Whether or not you choose to believe Gallant’s failure to embrace analytics was the reason the Panthers let him go as I do, it was welcome news to many in Vegas.His last full season in Florida, Gallant led the Panthers to a first place finish in the Atlantic Division and was second in line for the Jack Adams. It was his most successful season as a head coach and the first in which he led a team to the playoffs.
Other coaches captured some headlines. Jack Capuano was fired by the New York Islanders on Jan 17. He’s worked with McPhee before and was in Vegas for at least one interview so that always looked like a possibility. Boston parted ways with Claude Julien on Feb 7. Vegas fans allowed themselves to dream that they would land the head coach with the most wins in Bruins history. That dream didn’t last long, Julien caught on with the Montreal Canadiens one week later.
By early April, that was plenty of buzz that Gallant had the inside track on the Vegas job. Apr 13 it was official, he was named the first head coach in Golden Knights history.
Where Does Gallant Fit In?
Well, he’s the first coach in franchise history. Not many people can claim that.
A lot is expected of Gallant. Professional sports in Las Vegas is unprecedented. So too, are the expansion draft rules that the Golden Knights were granted to fill out their inaugural roster. Likewise, VGK had a wildly successful first NHL Entry Draft.

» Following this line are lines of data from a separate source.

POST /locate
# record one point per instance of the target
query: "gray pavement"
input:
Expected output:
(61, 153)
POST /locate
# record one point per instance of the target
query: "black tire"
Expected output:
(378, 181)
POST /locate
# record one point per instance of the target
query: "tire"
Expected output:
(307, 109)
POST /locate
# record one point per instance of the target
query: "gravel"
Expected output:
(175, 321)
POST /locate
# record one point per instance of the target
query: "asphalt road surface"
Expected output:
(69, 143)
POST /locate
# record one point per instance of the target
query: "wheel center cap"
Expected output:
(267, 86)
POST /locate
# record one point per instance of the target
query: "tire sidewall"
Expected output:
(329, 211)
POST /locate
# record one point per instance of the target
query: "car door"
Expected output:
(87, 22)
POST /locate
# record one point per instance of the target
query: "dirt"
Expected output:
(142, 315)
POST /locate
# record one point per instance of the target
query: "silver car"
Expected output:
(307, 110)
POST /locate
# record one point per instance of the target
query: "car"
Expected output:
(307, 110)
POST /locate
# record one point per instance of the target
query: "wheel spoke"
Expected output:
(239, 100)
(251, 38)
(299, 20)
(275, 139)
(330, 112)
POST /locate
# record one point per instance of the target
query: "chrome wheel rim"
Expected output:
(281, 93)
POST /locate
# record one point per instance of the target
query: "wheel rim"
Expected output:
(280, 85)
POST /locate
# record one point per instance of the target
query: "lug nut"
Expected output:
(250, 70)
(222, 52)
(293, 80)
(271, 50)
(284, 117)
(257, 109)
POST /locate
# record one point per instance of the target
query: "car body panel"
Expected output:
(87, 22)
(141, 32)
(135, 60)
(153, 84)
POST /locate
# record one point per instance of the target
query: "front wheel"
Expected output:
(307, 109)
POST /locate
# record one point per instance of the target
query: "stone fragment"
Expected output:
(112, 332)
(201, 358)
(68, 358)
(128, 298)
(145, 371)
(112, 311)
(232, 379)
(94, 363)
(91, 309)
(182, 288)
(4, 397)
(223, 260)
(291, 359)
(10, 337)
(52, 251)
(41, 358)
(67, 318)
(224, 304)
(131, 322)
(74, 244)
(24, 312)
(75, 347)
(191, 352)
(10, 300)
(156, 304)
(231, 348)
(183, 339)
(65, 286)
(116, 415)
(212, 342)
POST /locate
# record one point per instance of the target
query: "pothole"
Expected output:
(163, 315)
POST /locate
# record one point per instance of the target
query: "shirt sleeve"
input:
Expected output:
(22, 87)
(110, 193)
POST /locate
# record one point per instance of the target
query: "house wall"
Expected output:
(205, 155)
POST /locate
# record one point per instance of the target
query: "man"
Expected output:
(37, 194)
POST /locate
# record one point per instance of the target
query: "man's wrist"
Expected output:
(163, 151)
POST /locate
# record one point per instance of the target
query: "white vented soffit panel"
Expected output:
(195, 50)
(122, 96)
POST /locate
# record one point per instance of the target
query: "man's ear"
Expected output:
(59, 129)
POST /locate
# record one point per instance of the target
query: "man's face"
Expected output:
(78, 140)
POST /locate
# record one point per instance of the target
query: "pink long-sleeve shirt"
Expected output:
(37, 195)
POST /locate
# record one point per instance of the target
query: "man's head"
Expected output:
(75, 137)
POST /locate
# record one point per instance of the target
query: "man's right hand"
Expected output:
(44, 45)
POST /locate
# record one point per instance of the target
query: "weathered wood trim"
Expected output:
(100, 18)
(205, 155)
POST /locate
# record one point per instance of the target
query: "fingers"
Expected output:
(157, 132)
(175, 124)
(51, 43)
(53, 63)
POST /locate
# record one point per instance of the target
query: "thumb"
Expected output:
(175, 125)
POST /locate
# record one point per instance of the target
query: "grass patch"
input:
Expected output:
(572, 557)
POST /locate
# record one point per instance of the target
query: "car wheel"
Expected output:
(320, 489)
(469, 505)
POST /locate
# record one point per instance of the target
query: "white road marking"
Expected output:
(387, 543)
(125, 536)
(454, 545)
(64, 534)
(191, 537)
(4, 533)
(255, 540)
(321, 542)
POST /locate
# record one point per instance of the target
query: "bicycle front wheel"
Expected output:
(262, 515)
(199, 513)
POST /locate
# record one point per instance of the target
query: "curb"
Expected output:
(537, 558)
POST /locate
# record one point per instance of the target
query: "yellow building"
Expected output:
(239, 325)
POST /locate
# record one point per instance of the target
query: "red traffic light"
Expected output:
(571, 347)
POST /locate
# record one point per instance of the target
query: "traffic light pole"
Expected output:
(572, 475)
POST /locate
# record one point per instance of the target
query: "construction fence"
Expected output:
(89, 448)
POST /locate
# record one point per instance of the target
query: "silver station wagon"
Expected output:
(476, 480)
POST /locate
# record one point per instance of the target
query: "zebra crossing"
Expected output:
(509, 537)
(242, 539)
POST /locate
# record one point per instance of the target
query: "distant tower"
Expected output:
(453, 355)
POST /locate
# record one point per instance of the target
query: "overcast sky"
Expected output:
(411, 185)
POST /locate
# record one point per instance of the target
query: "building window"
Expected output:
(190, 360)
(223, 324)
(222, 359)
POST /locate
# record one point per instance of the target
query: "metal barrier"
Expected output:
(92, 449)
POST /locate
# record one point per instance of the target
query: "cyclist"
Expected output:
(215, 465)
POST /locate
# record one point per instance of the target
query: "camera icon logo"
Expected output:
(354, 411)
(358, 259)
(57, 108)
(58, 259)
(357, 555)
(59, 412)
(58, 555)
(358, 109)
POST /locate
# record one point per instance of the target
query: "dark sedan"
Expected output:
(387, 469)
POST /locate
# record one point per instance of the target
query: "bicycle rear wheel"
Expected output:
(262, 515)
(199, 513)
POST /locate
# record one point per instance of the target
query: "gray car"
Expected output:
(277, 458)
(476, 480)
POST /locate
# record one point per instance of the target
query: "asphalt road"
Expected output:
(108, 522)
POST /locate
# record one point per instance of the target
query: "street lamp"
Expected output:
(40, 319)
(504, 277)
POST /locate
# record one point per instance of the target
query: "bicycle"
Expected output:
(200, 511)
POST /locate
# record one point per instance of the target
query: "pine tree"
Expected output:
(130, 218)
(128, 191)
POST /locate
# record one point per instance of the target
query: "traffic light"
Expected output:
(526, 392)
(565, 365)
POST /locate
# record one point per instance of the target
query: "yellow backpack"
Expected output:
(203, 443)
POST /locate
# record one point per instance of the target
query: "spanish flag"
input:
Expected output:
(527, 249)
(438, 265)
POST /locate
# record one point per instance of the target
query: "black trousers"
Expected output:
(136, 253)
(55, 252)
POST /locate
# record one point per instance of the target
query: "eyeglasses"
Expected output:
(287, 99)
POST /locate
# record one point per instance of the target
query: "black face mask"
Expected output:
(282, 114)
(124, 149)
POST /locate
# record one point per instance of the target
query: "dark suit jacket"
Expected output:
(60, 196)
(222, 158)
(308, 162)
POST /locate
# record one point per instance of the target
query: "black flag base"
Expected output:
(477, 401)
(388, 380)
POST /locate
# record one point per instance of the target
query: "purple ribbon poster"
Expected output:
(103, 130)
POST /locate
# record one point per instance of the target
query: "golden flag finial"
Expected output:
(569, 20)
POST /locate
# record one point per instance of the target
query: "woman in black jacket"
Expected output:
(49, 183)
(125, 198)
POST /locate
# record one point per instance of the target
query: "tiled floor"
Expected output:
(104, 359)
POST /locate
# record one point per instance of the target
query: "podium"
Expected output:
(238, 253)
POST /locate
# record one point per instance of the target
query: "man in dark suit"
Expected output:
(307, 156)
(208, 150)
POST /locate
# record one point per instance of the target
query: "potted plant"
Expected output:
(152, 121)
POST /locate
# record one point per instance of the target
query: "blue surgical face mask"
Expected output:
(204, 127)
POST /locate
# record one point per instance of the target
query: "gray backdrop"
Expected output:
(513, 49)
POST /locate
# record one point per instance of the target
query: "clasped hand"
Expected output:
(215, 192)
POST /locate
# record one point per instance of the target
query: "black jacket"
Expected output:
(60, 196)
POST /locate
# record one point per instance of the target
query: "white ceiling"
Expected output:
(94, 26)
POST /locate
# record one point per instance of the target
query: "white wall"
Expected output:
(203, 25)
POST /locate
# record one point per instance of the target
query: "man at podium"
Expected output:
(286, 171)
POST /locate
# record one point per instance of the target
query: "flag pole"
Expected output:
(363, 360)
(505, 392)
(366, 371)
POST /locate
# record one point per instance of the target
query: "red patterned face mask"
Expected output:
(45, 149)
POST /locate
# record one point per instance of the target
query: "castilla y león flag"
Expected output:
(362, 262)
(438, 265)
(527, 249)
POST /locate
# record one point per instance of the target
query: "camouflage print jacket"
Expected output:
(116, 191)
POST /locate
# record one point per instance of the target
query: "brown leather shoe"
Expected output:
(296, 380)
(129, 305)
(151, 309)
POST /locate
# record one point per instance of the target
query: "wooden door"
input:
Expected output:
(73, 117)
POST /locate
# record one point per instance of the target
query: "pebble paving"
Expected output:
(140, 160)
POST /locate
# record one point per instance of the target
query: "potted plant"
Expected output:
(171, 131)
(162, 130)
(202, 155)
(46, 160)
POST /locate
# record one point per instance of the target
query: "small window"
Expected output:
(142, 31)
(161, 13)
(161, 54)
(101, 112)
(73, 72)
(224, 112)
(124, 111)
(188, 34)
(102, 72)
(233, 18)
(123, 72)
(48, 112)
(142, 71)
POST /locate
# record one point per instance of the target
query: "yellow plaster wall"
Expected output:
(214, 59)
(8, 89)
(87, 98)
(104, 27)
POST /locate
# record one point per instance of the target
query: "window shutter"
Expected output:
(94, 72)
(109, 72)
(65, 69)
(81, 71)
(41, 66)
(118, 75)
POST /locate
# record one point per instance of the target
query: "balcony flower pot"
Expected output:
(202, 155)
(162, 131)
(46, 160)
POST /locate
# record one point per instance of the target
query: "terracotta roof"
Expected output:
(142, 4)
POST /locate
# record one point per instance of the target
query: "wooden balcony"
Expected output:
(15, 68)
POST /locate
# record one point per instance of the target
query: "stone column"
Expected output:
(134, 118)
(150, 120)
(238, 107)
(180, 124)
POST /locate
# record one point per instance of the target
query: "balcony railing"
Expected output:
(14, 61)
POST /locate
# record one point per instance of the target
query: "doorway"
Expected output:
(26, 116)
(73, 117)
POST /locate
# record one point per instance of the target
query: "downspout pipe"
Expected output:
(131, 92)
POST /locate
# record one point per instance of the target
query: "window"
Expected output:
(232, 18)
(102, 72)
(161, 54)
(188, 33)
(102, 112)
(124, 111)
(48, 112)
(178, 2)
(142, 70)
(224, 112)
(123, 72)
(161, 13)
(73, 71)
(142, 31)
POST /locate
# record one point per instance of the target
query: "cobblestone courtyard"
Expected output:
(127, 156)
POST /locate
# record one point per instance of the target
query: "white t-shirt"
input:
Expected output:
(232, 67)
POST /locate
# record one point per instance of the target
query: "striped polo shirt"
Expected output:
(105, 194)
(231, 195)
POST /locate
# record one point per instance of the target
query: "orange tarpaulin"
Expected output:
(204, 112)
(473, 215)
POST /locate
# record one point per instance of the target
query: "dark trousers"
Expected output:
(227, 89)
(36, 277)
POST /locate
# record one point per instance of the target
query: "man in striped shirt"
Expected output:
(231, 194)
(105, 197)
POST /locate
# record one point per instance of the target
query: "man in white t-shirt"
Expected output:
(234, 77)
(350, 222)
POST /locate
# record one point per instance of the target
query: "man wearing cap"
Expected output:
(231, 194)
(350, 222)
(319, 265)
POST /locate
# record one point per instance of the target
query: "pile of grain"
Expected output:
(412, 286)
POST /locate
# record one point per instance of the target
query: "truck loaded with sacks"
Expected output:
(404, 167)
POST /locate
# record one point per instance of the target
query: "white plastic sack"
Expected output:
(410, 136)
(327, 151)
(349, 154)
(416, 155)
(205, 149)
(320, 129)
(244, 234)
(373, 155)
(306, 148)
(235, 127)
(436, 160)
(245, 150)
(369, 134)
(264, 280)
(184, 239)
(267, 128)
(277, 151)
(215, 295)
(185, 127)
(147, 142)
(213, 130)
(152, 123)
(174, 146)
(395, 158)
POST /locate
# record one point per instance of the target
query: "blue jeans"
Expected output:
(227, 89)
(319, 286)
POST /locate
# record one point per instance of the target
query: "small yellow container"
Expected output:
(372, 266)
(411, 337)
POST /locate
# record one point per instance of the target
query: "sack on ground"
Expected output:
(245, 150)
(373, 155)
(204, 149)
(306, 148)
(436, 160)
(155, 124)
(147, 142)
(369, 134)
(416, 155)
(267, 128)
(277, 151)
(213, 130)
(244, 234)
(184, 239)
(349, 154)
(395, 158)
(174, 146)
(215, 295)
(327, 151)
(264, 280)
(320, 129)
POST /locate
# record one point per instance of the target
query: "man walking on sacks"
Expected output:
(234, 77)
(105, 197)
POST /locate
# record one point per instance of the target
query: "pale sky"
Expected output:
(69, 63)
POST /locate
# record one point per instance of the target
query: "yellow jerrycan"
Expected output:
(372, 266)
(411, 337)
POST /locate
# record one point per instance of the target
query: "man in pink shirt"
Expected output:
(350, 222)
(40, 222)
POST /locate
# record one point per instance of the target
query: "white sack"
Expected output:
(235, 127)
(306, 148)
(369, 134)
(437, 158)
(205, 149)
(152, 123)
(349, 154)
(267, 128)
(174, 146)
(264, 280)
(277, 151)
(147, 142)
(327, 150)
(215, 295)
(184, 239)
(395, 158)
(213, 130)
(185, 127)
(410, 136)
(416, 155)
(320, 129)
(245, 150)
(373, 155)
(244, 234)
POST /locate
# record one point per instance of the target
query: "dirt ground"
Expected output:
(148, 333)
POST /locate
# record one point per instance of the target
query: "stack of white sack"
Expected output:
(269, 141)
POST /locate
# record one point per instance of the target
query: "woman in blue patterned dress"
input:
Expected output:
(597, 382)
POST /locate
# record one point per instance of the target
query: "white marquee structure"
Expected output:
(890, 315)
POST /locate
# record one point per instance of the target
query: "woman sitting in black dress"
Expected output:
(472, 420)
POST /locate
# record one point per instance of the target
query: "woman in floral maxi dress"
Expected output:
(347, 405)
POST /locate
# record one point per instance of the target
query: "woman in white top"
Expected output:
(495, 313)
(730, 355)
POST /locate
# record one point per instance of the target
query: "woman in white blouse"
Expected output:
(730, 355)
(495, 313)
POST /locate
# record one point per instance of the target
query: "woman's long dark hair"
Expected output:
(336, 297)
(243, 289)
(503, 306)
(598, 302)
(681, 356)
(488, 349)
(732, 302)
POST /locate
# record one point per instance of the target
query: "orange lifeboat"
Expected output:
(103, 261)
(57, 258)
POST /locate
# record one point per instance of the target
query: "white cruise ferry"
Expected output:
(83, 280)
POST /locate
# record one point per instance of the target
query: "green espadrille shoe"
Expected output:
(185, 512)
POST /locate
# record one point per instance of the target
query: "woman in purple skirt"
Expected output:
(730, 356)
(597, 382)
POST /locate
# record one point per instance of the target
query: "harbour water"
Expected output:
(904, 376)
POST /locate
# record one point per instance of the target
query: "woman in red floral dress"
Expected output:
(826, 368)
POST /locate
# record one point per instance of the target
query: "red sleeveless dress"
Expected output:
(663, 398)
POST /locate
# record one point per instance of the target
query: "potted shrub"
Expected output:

So how to describe the expectations that have been levied upon Gallant?
Whether it’s truly a timeline he believes to be reasonable, or simply an effort to rally prospective season ticket holders, Vegas owner Bill Foley has been very public about what he wants his team to accomplish. His goal is a Stanley Cup championship parade in Sin City within the first six years of VGK’s existence.
So where does Gallant fit in? He had better turn Vegas into a winner and he had better get started soon. Few believe that the Golden Knights will be major players in the Western Conference in season one. That’s fair enough. But if Vegas is still treading water come years two, three, and four, how long will Foley stay patient?
The last time the NHL welcomed a new team was the 2000-01 season when the Columbus Blue Jackets and Minnesota Wild bumped the team total up to 30. Neither team has yet captured a cup. It would be eight years before the Blue Jackets cracked the playoff code. Columbus hired three head coaches, one being Gallant, before Ken Hitchcock guided the team to the postseason.
Minnesota was better faster. They reached the conference finals in just their third season. It is to this point the deepest playoff run in franchise history. At that time Jacques Lemaire was the Wild head coach and he was with the team for nearly a decade.
That’s a lot of success for a team in its third season. In its first 11 seasons, Minnesota reached the postseason three times. Would similar results for Gallant keep him leading the Golden Knights, or will Foley hold hard and fast to his Cup in six years plan?
Yeah, the expectations are high for Turk.